At times, Gambhira Dance is also performed in duet or in-group, depending upon the number of participants. The characters of the dance represent Puranic deities like Shiva, Parvati, Kali, etc. The big drum Dhak is primarily used as the principal accompanying instrument and the song, sung in eulogy of Lord Shiva and the tunes are loud and coarse, giving an added glory to its form. Gambhira songs are assumed to have originated from the worship of the god Shiva, since he is also known as 'Gambhir'. In ancient times, Gambhira used to be celebrated as Puja,but in the medieval period, most Hindu communities started celebrating the Puja of 'Dharma thakur' (a popular god of the Hindus) on the last three days of the Bengali year. This later on, was known as the 'gajan of Shiva'. In the past, Shiva was imagined to be present at the time of actual performance.
The songs of Gambhira originated among the Hindu community of Maldah in West Bengal, completely in its theme formation. After the creation of Pakistan, Chapai Nawabganj in Rajshahi became the main center of Gambhira songs. With time, Gambhira songs have undergone many changes in terms of theme and style of its presentation. Later, Muslims became the custodians of these songs and made many changes in its form, as it was an integral part of their social life and their culture by the time. Therefore, apart from Rajshahi, Gambhira songs are also popular in Nawabganj and Naogaon.
At present, the main characters in the Gambhira are a maternal grandfather and his grandson. The performance is usually structured as a dialogue between them, interspersed with songs for fluent flow, where the dialogues consists of both prose and poetry. The Gambhira reflects contemporary social problems through witty dialogues, songs, dances and jokes. Sometimes it also reflects a generation contradiction in opinions & choices.
The costumes for this performance are very simple, since both the performers wear lungis. The gray-bearded grandfather wears a mathal i.e. straw hat on his head and holds a stick in his hand, whereas, the grandson wears a torn jersey and has a gamchha, a local checked towel that is tied around his waist.

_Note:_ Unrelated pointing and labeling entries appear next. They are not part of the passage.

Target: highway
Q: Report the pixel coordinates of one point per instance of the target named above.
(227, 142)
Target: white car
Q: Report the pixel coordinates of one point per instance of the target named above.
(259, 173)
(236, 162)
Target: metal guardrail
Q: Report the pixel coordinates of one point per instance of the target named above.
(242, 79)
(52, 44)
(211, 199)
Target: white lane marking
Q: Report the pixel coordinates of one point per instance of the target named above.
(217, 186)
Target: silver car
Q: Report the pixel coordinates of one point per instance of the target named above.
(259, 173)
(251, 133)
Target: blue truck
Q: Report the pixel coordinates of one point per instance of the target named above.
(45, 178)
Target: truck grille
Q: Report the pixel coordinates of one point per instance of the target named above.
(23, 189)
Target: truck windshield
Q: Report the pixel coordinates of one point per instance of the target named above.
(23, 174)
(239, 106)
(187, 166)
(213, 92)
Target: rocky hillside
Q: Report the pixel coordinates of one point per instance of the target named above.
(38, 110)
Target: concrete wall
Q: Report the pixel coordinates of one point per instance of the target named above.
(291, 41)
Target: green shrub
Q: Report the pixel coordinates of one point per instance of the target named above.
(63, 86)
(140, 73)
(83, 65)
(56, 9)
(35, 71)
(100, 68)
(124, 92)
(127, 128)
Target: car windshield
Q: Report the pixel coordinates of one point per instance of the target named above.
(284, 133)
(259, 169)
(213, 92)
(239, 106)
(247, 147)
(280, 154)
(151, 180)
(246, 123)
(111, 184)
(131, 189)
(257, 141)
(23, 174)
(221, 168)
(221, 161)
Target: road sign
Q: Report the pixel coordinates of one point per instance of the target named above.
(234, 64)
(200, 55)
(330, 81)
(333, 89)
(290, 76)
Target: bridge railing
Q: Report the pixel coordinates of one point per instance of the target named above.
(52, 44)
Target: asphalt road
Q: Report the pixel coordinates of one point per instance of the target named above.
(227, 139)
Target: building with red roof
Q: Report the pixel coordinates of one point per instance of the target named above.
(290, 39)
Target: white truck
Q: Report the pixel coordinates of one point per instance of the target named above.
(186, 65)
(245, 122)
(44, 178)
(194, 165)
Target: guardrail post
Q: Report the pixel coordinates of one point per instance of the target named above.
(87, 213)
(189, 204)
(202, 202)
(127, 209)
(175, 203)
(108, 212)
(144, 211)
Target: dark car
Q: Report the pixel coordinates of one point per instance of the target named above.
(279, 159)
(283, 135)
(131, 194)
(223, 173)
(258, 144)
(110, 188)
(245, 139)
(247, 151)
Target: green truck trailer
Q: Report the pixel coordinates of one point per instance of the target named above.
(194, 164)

In the past, Gambhira songs were sung in the measures of ektal, trital, dadra, khemta, kaharba but nowadays, the tunes are more influenced by songs from popular Bangla and Hindi movies in terms of music. The Gambhira songs were made popular by Kutubul Alam, Rakibuddin, Biren Ghosh and Mahbubul Alam of Nawabganj in their regions. They tried to introduce many new subjects and characters as its content with interesting and witty dialogues.